La seule chose qui peut m’enlever ici, c’est si le gouvernement me donne une nouvelle maison ou alors il me tue. Je suis prête à braver la pluie, je suis prête même à mourir mais je ne suis pas prête à quitter ici comme ça, parce que je n’ai nulle part où aller. Dites à Alpha Condé que quiconque viendra ici avec un centimètre, il mourra ce jour avec moi », a-t-elle insisté.

Mme Mabinty Camara et ses enfants

Non loin de là, se trouve Madame Mabinty Camara, la soixantaine. Elle est assise avec plusieurs enfants sur les débris de sa maison. Après avoir perdu son mari et maintenant la seule maison qu’elle avait comme bien, cette dernière semble ne plus avoir du goût pour la vie. « On n’avait que cette maison comme bien. Aujourd’hui, Alpha Condé est venu nous mettre dehors et démolir cette maison. On n’a nulle part où aller, c’est pourquoi nous sommes encore sur les débris de notre maison. Alpha Condé a-t-il oublié que c’est une femme qui l’a mis au monde pour avoir pitié des femmes au moins parce qu’il n’a pas d’enfants ?

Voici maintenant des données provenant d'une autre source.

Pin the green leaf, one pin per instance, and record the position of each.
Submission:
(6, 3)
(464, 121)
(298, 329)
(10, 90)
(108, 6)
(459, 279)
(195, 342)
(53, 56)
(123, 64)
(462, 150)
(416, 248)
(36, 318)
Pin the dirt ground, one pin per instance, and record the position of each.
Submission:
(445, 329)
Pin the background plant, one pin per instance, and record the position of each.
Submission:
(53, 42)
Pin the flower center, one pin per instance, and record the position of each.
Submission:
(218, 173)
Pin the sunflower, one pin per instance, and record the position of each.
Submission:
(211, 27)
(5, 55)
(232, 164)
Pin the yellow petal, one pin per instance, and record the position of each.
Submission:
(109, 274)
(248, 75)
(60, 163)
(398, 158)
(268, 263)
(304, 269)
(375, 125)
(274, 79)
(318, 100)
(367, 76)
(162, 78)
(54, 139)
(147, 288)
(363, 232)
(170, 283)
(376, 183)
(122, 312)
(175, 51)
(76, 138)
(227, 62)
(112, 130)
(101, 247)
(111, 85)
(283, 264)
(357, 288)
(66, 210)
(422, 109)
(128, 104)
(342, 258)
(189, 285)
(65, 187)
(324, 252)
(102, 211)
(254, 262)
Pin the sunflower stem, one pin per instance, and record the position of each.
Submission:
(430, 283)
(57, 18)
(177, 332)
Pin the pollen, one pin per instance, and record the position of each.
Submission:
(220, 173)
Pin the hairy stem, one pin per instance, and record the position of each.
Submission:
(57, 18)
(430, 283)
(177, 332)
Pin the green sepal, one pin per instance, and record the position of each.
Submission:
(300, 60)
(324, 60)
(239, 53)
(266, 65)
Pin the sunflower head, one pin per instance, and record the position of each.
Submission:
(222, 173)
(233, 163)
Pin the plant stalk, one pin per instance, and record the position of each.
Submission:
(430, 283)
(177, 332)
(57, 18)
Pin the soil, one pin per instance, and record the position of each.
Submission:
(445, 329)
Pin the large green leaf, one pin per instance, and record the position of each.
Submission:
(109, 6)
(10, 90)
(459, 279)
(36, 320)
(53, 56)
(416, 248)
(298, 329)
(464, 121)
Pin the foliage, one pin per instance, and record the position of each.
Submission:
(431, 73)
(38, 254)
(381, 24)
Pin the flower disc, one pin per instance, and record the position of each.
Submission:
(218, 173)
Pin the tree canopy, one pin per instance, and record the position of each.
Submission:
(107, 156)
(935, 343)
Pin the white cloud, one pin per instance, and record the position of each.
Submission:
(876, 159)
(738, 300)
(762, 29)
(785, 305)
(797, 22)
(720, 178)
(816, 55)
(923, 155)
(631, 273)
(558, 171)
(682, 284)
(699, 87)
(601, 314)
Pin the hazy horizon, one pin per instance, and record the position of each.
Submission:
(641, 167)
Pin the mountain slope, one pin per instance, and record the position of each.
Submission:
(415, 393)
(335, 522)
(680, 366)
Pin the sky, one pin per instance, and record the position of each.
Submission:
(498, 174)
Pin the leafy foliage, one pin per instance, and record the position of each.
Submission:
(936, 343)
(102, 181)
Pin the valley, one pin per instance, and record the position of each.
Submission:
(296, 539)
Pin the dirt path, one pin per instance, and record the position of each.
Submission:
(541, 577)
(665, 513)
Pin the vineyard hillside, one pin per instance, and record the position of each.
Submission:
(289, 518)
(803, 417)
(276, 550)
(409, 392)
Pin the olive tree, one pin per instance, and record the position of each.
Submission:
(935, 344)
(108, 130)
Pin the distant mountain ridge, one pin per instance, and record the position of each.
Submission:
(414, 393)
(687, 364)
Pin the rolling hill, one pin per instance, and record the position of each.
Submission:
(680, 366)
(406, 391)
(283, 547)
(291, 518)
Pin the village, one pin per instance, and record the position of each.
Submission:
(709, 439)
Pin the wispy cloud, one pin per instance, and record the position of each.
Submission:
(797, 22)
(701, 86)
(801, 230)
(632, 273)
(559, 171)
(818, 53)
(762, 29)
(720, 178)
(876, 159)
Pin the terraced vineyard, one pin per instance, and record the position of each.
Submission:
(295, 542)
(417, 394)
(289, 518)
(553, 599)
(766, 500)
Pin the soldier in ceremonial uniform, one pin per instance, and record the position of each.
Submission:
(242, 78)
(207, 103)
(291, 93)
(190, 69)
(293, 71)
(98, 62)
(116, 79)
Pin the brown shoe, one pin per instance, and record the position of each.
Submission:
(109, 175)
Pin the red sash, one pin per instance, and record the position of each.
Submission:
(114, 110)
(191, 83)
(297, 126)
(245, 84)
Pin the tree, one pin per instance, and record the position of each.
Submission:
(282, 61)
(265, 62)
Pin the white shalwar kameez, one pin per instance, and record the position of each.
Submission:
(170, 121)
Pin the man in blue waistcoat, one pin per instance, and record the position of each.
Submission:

Alpha Condé n’a pas eu pitié des femmes et de leurs enfants, je prie Dieu aussi de ne pas avoir pitié de lui ! Il nous a jetés dehors, que Dieu le jette aussi dehors ! S’il veut qu’on quitte ici, il n’a qu’à nous trouver de nouvelles maisons ou alors trouver des terrains et nous donner l’argent pour qu’on puisse construire et habiter là-bas. Sinon, qu’il envoie alors les militaires, ils vont tirer sur nous, on va mourir et être enterrés ici. D’ailleurs, le cimetière n’est pas loin d’ici », souligne-t-elle.

Mme Mariama Barry

Comme ces dernières, Madame Mariama Barry n’a également pas où aller avec ses enfants. Ils tentent aussi de survivre dans « l’enfer » de Dar es-salam. « Là où je suis arrêtée, c’est ici où se trouvait notre concession. Nous sommes là depuis 24 ans. J’ai eu 4 enfants dans cette maison qui a été démolie. Nous vivons aujourd’hui à la belle étoile et à la merci des intempéries et des bandits qui commencent à venir voler nos objets parce qu’ils sont dehors. Quand la pluie tombe, nous nous abritons chez certains de nos voisins. S’il ne pleut pas, nous nous servons des cartons vides ou bien des morceaux de tôles pour nous coucher. Nous n’avons pas où aller et nos enfants n’étudient plus parce qu’ils ont perdu même leurs cahiers.

J’ai une fille qui doit faire le bac au lycée Bonfi et un autre enfant qui est candidat au BEPC à Fidel Castro ; mais, ils ont abandonné. Alpha Condé nous a tués et abandonnés. Alpha Condé nous a mis dehors pour que le monde entier nous voit. Il a envoyé des machines et des hommes en tenue pour nous gazer. Aujourd’hui, c’est les bonnes volontés qui nous donnent à manger même pour la rupture du jeûne. La pluie d’avant-hier a détruit tous nos objets. Alpha Condé nous a chassés en plein hivernage et pendant le Ramadan alors que nous sommes à jeûne. Mais nous laissons à Dieu puisque c’est lui seul qui peut juger entre les hommes », se résigne-t-elle.

Des pathétiques récits de ce genre existent à n’en pas finir aujourd’hui dans cette partie de la capitale guinéenne, où des citoyens ont été déguerpis, sans aucune mesure d’accompagnement, à cause d’une montagne d’ordures (la plus grande décharge publique de Conakry, ndlr). Jusqu’à quand ce drame va-t-il continuer ? Que deviendront les citoyens qui vivent encore dans la zone déguerpie dans des conditions les plus précaires possibles ? Ces questions restent, pour l’heure, sans réponses.